The facts are these: The Diamond Motor Parts Company was a corporation organized under the laws of the state of Minnesota. The appellants were stockholders in the corporation. January 23, 1929, the corporation being insolvent, the United States district court for the state of Minnesota appointed a receiver therefor. The present action was brought by the receiver against the appellants, who are residents of this state. In their answer, the appellants, as a defense, pleaded the statute of limitations of the state of Minnesota. Section III of Article X of the constitution of that state provides that:
"Each stockholder in any corporation, excepting those organized for the purpose of carrying on any kind of manufacturing or mechanical business, shall be liable for the amount of stock held or owned by him."

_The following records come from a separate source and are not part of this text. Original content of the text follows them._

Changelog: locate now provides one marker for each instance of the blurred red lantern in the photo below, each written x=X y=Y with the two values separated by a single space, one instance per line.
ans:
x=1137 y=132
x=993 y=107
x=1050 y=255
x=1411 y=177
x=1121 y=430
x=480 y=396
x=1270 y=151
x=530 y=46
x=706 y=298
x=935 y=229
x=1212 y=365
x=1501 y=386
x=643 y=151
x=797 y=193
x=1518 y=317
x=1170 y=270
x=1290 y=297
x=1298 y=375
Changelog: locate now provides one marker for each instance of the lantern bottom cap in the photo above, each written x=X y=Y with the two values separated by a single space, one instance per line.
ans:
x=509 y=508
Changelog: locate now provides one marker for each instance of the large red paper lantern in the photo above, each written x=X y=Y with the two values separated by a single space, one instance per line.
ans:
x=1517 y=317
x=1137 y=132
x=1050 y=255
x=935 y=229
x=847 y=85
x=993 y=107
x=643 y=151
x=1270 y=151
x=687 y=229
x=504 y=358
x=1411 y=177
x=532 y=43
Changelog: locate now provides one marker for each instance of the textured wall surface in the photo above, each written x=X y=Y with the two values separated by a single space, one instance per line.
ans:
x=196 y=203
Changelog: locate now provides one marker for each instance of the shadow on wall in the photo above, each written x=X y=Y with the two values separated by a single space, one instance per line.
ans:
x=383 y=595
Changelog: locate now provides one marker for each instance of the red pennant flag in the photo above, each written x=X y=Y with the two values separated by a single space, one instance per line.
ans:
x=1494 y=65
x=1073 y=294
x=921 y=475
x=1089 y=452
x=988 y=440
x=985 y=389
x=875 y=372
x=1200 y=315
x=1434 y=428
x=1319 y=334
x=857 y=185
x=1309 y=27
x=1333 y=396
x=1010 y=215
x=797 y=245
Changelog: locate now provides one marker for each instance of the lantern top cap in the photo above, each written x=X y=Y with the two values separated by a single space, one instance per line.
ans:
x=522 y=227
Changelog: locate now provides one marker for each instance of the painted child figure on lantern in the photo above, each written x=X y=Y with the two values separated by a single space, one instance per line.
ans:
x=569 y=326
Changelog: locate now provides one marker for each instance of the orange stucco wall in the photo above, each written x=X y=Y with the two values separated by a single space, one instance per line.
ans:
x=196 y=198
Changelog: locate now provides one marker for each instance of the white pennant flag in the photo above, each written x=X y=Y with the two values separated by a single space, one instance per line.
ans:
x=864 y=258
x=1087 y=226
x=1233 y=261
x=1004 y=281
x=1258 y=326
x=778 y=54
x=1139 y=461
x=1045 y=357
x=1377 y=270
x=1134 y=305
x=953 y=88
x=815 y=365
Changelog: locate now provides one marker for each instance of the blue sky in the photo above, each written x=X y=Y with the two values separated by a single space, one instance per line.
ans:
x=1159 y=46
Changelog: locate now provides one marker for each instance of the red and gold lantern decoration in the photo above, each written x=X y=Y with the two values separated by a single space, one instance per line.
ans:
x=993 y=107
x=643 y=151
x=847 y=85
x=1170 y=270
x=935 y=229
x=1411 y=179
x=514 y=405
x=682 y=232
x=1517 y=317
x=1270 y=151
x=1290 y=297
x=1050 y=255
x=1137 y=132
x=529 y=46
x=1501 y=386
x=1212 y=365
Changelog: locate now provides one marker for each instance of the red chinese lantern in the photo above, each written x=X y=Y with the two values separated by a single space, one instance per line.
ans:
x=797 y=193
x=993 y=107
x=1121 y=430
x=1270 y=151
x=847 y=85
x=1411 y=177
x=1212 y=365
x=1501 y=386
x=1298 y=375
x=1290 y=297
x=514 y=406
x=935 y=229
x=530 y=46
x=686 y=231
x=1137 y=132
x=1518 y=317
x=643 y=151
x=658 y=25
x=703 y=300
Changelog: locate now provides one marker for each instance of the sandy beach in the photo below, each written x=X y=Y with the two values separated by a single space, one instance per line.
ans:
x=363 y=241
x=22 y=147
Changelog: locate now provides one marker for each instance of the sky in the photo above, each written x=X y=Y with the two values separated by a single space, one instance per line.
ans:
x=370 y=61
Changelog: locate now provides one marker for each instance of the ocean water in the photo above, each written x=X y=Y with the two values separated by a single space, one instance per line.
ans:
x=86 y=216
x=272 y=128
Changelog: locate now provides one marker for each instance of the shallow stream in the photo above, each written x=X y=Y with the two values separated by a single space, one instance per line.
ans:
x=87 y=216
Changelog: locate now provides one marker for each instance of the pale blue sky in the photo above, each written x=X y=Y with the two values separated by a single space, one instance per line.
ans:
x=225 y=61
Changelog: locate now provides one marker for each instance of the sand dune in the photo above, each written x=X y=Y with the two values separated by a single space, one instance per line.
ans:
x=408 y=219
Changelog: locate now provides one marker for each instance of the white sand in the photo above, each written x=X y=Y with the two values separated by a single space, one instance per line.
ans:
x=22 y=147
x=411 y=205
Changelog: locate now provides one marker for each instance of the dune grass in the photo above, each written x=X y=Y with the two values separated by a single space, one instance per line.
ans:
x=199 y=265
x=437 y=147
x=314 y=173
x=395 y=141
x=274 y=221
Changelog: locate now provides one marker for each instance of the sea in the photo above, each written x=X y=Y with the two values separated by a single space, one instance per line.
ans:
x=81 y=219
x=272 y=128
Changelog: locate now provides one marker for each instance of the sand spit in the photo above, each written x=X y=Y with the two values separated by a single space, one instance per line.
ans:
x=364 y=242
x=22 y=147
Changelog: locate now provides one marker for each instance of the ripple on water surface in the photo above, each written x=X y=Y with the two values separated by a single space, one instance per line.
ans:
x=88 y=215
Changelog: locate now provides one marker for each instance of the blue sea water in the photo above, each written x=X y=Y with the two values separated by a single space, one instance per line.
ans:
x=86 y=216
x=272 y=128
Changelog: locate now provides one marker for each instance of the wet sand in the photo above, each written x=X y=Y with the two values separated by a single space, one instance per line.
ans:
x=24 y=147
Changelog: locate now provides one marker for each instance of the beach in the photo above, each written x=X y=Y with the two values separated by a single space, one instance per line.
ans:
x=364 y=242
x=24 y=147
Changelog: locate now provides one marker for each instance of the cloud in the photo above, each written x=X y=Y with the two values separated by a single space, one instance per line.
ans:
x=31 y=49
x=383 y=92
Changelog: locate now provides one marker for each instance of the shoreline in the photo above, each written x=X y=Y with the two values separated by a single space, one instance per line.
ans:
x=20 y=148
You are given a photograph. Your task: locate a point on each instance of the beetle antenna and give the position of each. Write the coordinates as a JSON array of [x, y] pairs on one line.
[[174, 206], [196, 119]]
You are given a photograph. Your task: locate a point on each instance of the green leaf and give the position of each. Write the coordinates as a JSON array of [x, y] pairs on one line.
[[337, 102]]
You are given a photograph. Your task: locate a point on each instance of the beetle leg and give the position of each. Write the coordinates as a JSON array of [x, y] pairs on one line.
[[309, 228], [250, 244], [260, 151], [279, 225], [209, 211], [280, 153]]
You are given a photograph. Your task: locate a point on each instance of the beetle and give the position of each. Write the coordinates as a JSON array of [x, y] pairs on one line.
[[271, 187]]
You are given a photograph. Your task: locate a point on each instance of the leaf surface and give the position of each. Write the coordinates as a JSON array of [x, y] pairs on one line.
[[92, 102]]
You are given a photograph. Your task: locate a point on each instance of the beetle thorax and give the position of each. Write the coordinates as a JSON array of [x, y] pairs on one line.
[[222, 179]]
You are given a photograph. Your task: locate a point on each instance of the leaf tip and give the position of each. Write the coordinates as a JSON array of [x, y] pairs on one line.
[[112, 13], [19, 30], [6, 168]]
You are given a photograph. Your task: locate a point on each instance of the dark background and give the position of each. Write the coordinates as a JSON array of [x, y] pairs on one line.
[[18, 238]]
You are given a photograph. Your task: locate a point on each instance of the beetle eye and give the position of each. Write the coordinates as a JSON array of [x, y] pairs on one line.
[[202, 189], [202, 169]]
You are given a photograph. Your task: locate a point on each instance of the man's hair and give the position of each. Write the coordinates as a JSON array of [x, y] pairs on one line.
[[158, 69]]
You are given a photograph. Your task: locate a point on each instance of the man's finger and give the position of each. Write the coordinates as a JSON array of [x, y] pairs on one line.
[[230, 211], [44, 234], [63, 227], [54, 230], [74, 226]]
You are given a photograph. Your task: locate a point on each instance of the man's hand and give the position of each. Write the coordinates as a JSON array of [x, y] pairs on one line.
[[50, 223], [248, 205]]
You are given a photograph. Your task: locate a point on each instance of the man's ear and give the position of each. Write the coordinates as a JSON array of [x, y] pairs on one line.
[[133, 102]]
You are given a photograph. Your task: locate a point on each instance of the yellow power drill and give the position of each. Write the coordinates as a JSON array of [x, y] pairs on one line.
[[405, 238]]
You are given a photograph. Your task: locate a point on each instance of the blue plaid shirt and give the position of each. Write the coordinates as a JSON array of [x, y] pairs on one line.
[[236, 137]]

There is here no claim that the Diamond Motor Parts Company came within the exception specified in the constitution.
In 1931, and after the receiver had been appointed for the corporation, the legislature of the state of Minnesota passed a law in which it sought to impose a limitation upon the time within which an action to enforce a stockholder's superadded liability could be instituted. This act provides that, where the receiver of an insolvent corporation had been appointed more than eighteen months prior to the passage of the act, then an action to enforce the superadded liabilities of the stockholders of the insolvent corporation must be brought "within six months after the passage of this act." Laws of Minnesota, 1931, p. 231, § 2, ch. 205. That act went into effect April 18, 1931. The summons and complaint in this case were served October 15, 1931, but the complaint was not filed until December 4, 1931. From this it appears that the complaint was not filed within the six months' limitations provided for in the Minnesota statute.
The only question presented upon the appeal is that of the statute of limitations. [1] If the act of the Minnesota legislature be considered a general statute of limitations, it would not follow the cause of action into this state, because general statutes of limitations are a part of the remedy, and the statute of limitations of the state where the action is brought will apply, and not the limitations where the cause of action arose.
In Brunswick Terminal Co. v. National Bank of Baltimore, 99 Fed. 635, 48 L.R.A. 625, it is said:
"It is a general rule, too well settled to admit of serious controversy at this late day, that the remedies, as distinguished form the rights of the parties, are determined by the law of the forum, and that the statutes of limitations are part of the remedy, and not of the laws affecting rights. [Citing authorities.]"
The case of Freundt v. Hahn, 24 Wn. 8, 63 P. 1107, 85 Am. St. 939, is to the same effect.
[2] On the other hand, if it be assumed that the statute of he state of Minnesota, above mentioned, is a special statute which qualifies or limits a right given by the constitution of that state, the result would be the same. It is well settled that where, by statute, a right of action is given which did not exist at common law, and the statute giving the right also fixes the time within which the right may be enforced, the time so fixed becomes a limitation or condition upon the right, and will control, no matter in what jurisdiction the action may be brought.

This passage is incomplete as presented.